Pickering transformer mystery solved

I got a comment on my earlier article about this. I'm glad to report that it has nothing to do with the general neglect of these giant transformers, allowing them to sink away, like the Tower of Pisa. No, this has to do with general neglect in maintenance!

Seems that when these things are off, and you want to work on them, you hook up a bunch of grounding straps to leak off stray currents. These are big huge copper things. It's kind of important to take them off when you fire it up again, but they didn't. I'll bet that was one heck of a copper-vapour cloud!

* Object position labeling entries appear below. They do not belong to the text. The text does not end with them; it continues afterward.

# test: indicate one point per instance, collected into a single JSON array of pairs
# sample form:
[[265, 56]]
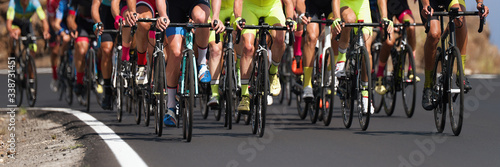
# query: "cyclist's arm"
[[237, 8], [115, 8], [289, 8], [71, 20], [95, 11], [10, 15], [382, 5], [162, 8], [336, 9], [216, 9]]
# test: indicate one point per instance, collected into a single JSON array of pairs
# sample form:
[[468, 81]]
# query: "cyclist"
[[80, 24], [52, 6], [19, 22], [315, 9], [401, 11], [272, 10], [198, 11], [433, 37], [145, 41], [103, 18], [214, 63], [350, 11]]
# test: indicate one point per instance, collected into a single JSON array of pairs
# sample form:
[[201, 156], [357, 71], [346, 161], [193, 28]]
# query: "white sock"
[[202, 56], [171, 97]]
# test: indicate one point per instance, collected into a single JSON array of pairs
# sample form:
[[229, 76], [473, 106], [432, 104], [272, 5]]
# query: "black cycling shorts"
[[315, 8], [108, 23], [180, 11]]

I still can't find out if they totally toasted the thing. I can't find anywhere that unit 7 has started up again. I do find it rather odd that the official story is that it was a 'ground fault'. When the public thinks of that, they think of a little trickle current that is quickly cut off by a ground fault protector.

4 comments:

Anonymous said...

The official internal story is that Unit 7 is now going to be staying down so they can start on the fall planned outage work early and have it running again to make up the lost production in the second half of the year.

Harold Asmis said...

Yeah for 'official' stories!

Anonymous said...

OK another update: There is a small leak of annulus gas (CO2) into the moderator. It reacted with the gadolinium sulphate neutron poison they add during the outage to ensure it doesn't go critical. Insoluble gadolinium oxalate is formed when the sulphate reacts with CO2. This removed the gadolinium from solution during the outage causing a few neutron peaks until they dumped more Gd SO4 in. Eventually someone wondered where it was going and now they are looking for the cracked calandria tube and how to remove an insoluble deposit from the in-core components.

Harold Asmis said...

Yeah, I didn't want to say this. You better watch out for a witch hunt! I wonder when the sleepy media is going to come up with the headline "Pickering Unit 7 Truly Buggered!"